One of the reasons for Meghalaya’s slow progress has been its unstable governments. Whenever a government changes, policies also change. The assumption always is that policies articulated by the previous government are steeped in corruption. It is precisely because of such inconsistent development paradigms that the Meghalaya Economic Development Council was constituted by a Resolution of the Assembly. The MEDC which was envisaged to have as members, MLAs from the ruling and opposition parties was intended to build political consensus on economic policies.

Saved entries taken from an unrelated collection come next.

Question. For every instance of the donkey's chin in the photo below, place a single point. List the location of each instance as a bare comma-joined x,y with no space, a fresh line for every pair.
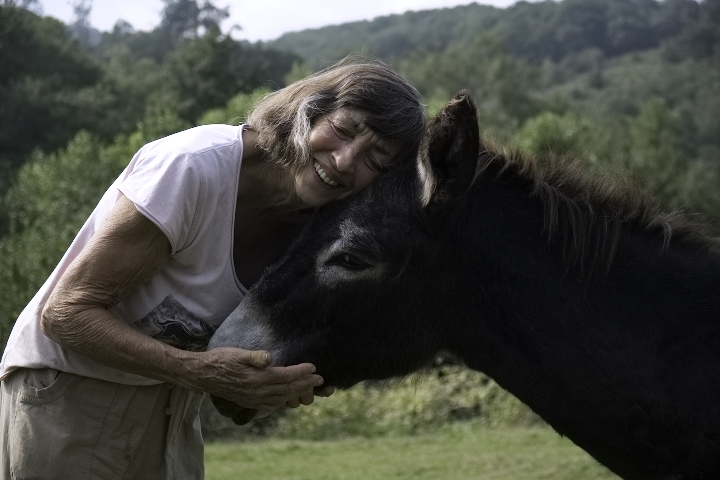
239,415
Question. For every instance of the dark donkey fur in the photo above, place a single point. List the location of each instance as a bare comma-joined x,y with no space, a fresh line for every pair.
598,312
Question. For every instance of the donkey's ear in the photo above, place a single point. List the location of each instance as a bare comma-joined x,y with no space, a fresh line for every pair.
449,154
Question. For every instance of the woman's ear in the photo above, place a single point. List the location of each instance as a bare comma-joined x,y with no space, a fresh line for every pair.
449,155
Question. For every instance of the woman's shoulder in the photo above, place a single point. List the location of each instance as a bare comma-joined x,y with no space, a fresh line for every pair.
198,139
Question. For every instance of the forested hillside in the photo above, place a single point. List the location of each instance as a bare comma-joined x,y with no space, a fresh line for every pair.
631,86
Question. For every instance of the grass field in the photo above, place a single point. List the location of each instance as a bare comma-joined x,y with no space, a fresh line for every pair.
456,452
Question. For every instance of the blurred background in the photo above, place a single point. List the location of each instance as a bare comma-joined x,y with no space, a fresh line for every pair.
630,86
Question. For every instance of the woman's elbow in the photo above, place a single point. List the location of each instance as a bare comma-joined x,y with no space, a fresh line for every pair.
50,321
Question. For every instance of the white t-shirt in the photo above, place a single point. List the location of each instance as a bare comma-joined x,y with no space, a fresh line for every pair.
187,185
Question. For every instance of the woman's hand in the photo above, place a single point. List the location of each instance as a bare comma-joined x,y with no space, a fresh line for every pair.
244,377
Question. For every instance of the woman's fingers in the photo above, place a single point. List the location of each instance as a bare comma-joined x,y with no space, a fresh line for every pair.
244,377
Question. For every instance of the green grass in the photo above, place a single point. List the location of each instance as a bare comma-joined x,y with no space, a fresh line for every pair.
455,452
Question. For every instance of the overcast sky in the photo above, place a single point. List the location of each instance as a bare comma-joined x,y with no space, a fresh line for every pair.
259,19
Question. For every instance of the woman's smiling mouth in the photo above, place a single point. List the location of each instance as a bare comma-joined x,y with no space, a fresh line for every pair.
324,176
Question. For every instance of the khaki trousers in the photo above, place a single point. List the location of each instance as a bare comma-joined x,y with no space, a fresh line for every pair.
57,425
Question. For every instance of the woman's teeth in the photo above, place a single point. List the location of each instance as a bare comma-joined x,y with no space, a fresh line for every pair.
324,175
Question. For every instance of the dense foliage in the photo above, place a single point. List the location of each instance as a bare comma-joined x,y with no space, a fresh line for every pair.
631,86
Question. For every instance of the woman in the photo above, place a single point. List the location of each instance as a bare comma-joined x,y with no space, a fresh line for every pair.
101,374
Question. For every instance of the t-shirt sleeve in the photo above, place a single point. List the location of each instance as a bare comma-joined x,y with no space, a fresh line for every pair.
168,187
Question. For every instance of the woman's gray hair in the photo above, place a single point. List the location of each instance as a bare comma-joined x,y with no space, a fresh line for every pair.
392,107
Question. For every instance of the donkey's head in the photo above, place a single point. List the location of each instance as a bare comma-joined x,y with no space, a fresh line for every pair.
351,294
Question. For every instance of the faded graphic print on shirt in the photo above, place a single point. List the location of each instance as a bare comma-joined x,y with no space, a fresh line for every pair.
172,323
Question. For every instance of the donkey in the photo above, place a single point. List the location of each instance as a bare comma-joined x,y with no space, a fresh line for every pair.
578,296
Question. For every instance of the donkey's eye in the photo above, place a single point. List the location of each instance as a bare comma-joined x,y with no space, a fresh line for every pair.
350,262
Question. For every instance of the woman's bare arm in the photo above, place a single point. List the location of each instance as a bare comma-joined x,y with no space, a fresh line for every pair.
126,251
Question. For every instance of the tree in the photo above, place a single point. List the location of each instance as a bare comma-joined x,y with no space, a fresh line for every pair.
45,84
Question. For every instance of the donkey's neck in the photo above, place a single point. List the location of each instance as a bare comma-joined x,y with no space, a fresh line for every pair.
621,359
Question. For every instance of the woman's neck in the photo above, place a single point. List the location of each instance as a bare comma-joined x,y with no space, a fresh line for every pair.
264,187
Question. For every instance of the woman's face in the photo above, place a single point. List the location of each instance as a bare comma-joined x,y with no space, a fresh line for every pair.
346,157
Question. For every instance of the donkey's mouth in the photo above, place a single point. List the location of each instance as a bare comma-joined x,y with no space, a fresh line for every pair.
239,415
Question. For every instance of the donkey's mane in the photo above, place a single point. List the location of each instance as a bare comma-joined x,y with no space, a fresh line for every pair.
585,212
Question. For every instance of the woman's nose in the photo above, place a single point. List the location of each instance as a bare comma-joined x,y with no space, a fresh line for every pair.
345,157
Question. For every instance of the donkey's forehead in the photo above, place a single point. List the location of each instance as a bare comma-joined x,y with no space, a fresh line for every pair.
353,233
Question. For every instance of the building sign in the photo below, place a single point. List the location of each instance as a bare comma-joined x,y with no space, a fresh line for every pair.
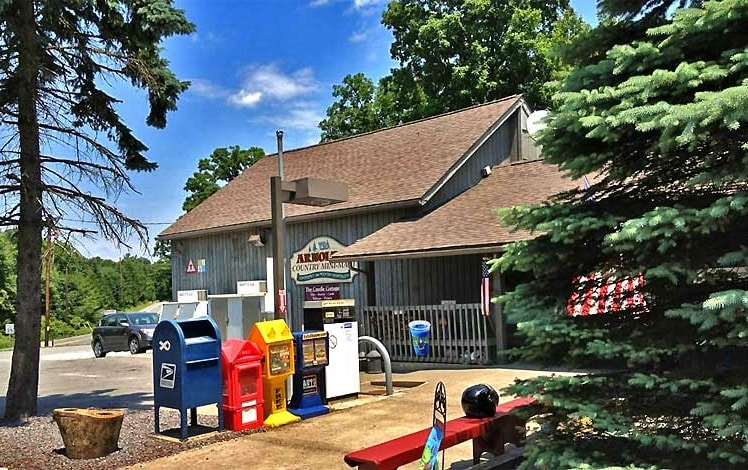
312,264
322,292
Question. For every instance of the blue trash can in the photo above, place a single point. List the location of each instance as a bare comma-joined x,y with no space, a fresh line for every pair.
420,332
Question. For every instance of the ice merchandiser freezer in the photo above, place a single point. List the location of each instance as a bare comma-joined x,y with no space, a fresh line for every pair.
338,319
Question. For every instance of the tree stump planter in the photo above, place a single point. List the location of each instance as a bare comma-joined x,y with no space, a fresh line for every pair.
89,433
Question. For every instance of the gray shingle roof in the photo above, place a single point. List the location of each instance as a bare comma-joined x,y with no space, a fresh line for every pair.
392,165
478,228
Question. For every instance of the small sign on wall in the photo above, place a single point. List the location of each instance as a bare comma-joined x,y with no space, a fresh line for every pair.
190,267
322,292
197,266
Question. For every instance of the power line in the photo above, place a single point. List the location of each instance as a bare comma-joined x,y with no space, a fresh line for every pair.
93,222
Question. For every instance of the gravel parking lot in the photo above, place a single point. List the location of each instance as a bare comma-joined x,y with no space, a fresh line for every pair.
37,445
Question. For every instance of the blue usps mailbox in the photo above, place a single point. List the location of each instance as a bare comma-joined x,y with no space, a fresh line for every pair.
187,368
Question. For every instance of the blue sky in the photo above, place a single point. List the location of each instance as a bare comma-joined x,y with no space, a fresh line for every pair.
256,66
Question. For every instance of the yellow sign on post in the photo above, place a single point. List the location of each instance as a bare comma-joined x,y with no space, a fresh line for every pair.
276,342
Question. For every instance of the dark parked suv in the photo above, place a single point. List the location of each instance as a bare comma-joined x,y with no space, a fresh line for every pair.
124,331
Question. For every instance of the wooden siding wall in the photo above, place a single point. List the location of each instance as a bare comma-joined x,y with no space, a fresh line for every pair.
530,150
428,281
497,149
229,257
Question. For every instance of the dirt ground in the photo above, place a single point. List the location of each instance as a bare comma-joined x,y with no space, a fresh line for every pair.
322,442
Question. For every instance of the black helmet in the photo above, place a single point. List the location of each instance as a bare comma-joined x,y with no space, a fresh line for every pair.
480,401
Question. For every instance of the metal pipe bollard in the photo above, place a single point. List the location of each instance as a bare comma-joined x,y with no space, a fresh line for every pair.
385,360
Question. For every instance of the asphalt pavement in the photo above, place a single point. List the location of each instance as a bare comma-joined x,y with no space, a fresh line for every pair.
72,377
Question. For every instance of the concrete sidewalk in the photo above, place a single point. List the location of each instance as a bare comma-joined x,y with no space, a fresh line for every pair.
321,443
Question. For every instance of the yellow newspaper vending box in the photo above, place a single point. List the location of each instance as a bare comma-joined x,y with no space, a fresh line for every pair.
276,342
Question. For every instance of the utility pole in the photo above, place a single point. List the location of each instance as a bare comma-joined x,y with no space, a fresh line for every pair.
47,269
278,233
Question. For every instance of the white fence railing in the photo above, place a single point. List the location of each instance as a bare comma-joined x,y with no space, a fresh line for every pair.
459,333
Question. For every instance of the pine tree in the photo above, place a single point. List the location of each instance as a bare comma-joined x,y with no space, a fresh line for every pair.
655,113
58,59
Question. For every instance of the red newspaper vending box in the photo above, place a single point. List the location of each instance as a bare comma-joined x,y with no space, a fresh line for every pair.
242,384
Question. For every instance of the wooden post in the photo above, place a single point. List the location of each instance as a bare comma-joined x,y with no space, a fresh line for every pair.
499,319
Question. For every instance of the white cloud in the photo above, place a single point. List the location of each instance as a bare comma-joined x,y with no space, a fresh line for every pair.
359,36
269,81
245,98
300,116
207,89
359,4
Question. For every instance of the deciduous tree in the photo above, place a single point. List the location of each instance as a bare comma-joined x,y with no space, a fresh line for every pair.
223,165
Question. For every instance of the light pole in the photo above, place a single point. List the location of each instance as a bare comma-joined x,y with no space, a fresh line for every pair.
304,191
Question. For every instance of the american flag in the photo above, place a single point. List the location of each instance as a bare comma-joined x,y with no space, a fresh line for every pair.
485,291
599,293
585,183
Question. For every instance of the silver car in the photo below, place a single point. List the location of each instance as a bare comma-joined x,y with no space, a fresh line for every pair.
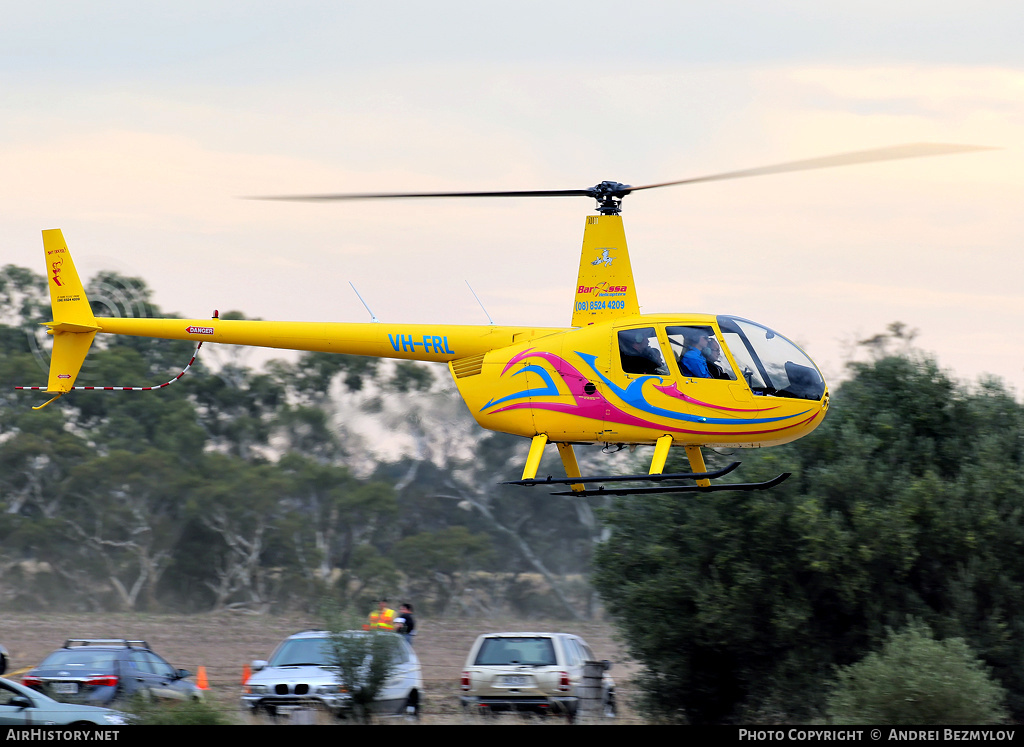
532,672
300,676
20,706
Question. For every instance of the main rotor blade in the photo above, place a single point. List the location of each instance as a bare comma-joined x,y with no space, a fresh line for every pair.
915,150
397,195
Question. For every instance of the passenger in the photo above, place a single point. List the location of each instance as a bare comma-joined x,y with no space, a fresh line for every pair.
713,354
637,355
692,362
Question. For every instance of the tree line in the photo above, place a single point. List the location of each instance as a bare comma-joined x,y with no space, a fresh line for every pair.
905,511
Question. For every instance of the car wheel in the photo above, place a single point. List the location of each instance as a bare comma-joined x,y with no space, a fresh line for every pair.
609,708
413,704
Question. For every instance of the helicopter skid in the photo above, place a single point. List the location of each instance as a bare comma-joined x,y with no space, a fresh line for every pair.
670,488
625,478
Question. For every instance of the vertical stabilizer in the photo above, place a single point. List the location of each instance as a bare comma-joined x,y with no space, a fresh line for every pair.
604,287
74,326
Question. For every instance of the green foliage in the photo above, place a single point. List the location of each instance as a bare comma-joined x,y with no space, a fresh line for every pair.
364,661
915,679
908,500
146,712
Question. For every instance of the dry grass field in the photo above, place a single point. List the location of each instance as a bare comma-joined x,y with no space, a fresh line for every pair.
223,644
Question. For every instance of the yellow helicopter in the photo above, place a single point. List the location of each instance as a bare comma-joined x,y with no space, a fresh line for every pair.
613,376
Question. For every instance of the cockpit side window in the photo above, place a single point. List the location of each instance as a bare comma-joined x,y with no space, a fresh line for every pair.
640,353
698,353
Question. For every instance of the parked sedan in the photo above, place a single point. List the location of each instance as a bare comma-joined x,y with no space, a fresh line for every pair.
97,671
301,675
20,706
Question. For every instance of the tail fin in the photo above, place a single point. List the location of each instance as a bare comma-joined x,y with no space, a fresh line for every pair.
74,326
604,288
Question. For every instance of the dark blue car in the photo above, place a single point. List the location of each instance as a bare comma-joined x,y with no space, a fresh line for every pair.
97,671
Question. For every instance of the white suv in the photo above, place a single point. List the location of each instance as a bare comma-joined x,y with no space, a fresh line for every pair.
299,675
534,672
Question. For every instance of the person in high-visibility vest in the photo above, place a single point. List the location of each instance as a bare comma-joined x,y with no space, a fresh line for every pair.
381,619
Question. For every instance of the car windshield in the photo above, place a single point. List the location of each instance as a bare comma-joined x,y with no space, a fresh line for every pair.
498,651
298,652
80,659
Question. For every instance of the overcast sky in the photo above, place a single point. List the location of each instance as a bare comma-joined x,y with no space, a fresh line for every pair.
136,126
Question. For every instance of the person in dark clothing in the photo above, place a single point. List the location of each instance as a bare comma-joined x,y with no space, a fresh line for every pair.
406,623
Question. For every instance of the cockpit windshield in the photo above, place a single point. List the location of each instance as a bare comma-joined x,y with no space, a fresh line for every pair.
771,364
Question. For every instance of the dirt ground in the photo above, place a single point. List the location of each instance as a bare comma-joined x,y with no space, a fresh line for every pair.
223,644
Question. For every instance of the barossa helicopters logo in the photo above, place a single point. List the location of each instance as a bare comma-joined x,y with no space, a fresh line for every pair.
605,257
603,289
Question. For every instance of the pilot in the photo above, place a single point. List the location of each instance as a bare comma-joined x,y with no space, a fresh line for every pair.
638,357
693,362
713,354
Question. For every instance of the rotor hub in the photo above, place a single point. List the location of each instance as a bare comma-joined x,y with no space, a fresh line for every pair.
609,197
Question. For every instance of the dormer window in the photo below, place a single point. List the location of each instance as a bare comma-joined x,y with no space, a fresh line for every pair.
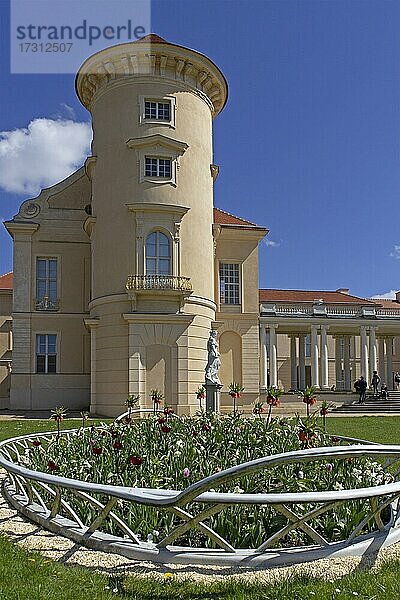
160,111
157,111
157,167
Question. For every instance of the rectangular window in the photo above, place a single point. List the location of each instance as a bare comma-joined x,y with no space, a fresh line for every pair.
46,353
157,167
159,111
229,282
307,346
46,284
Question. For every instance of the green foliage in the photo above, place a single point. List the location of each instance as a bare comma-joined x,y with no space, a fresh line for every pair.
172,453
22,578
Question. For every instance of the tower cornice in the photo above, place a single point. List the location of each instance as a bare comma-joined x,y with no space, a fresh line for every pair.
160,60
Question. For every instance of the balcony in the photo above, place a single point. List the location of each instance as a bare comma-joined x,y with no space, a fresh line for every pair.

Successive governments never understood this intent and turned this important agency into another yet another drab institution for accommodating defeated MLAs with no idea whatsoever about the larger objectives of the MEDC. Now the MEDC has become redundant.

Coming back to the Tura by-polls, apart from the blame game we are yet to hear of any coherent programmes of development that the candidates have outlined in case any one of them is elected as the next MP. The unfortunate part about elections is that they are driven by political parties as if voters are secondary when in fact it should be the other way round. It is the electorate which should organize public meetings and get the two candidates on a common platform and ask them searching questions. Why should voters listen passively to candidates and political parties trying to hurl abuses at each other?  The voters have nothing to gain from this but everything to lose. They should be asking their prospective MP as to how what issues he/she intends to take up on a priority basis. In this interface between the voters and candidates there should be no mediator. Candidates must be able to stand for themselves and explain their agenda to the voters. They should not rely too heavily on their party stalwarts, because  the stalwarts will not be able to accompany them and hold their hand in Parliament.

It’s time to change the rules of the game! We need a smart electorate.